What is the purpose of having a butt?

Why do we have a butt?

If its for sitting, then why do other animals who do plenty of sitting (dogs/cats) lack a true butt? What biological advantage is there to having this cleft running down our rear end?

Other animals do indeed have butts…look at horses. It’s simply two muscles, animals that have especially strong leg muslces tend to have more prominant butts. The cleft is just because of the way muscles attach to the spine.

Define butt. Are you talking about gluteal muscles, or are you talking about glutes that stick out?

Our butts stick out mainly because we walk upriight. Bipedal locomotion calls for more developed gluteal muscles to move a leg back and forth. Also, our glutes tend to protrude less when we’re on all fours like dogs and cats. (Their muscles are also attached with somewhat different spatial arrangements, which also keeps them from sticking out.)

As for the gluteal cleft, each set of glutes moves one leg. They have to be seperate from each other to move the legs seperately.

Mmmmmm…butts… :drools:
[/homer]

Spankings wouldn’t be nearly so much fun for either party if we didn’t have one.

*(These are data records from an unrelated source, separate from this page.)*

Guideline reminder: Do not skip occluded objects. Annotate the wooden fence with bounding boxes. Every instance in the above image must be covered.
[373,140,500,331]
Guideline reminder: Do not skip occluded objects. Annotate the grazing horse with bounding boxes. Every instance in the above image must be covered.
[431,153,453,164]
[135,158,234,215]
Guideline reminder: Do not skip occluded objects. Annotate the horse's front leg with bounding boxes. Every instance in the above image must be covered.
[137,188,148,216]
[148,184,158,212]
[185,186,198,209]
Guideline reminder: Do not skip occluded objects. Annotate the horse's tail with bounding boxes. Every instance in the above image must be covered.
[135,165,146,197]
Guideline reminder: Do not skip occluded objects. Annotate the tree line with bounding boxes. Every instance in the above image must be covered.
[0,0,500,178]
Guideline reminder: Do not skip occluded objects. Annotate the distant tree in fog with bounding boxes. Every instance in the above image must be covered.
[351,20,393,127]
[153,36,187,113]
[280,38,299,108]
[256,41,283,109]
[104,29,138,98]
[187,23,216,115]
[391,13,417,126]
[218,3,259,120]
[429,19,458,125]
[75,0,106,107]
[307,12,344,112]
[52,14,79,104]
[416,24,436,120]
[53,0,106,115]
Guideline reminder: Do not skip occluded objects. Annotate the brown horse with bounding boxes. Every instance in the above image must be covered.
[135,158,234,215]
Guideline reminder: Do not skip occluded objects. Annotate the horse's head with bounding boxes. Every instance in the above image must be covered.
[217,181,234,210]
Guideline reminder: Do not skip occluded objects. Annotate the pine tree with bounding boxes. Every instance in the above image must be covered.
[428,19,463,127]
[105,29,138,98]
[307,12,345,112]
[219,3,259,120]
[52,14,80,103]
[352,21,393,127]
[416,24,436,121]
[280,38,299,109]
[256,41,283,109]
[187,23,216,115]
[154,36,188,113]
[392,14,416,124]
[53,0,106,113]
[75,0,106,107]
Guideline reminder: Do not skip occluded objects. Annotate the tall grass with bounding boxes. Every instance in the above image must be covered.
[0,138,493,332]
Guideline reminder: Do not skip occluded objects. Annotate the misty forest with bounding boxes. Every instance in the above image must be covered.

They have butts, they’re just nowhere near as noticable or attractive as human butts can be (at least women’s). Plus, dogs and cats have worn theirs down with all that licking.

It not only provides the “working man’s smile” but is an ideal location for a sphincter. Where would you have it? Under one of your arms? Think of your deodorant costs. What in Hades would your toilet look like and don’t let’s even think about shaving there.

Also they are an ideal place to store fat. The San people of South Africa (commonly called the Bushmen) have very pronounced derrieres as that is where a lot of their body fat is stored.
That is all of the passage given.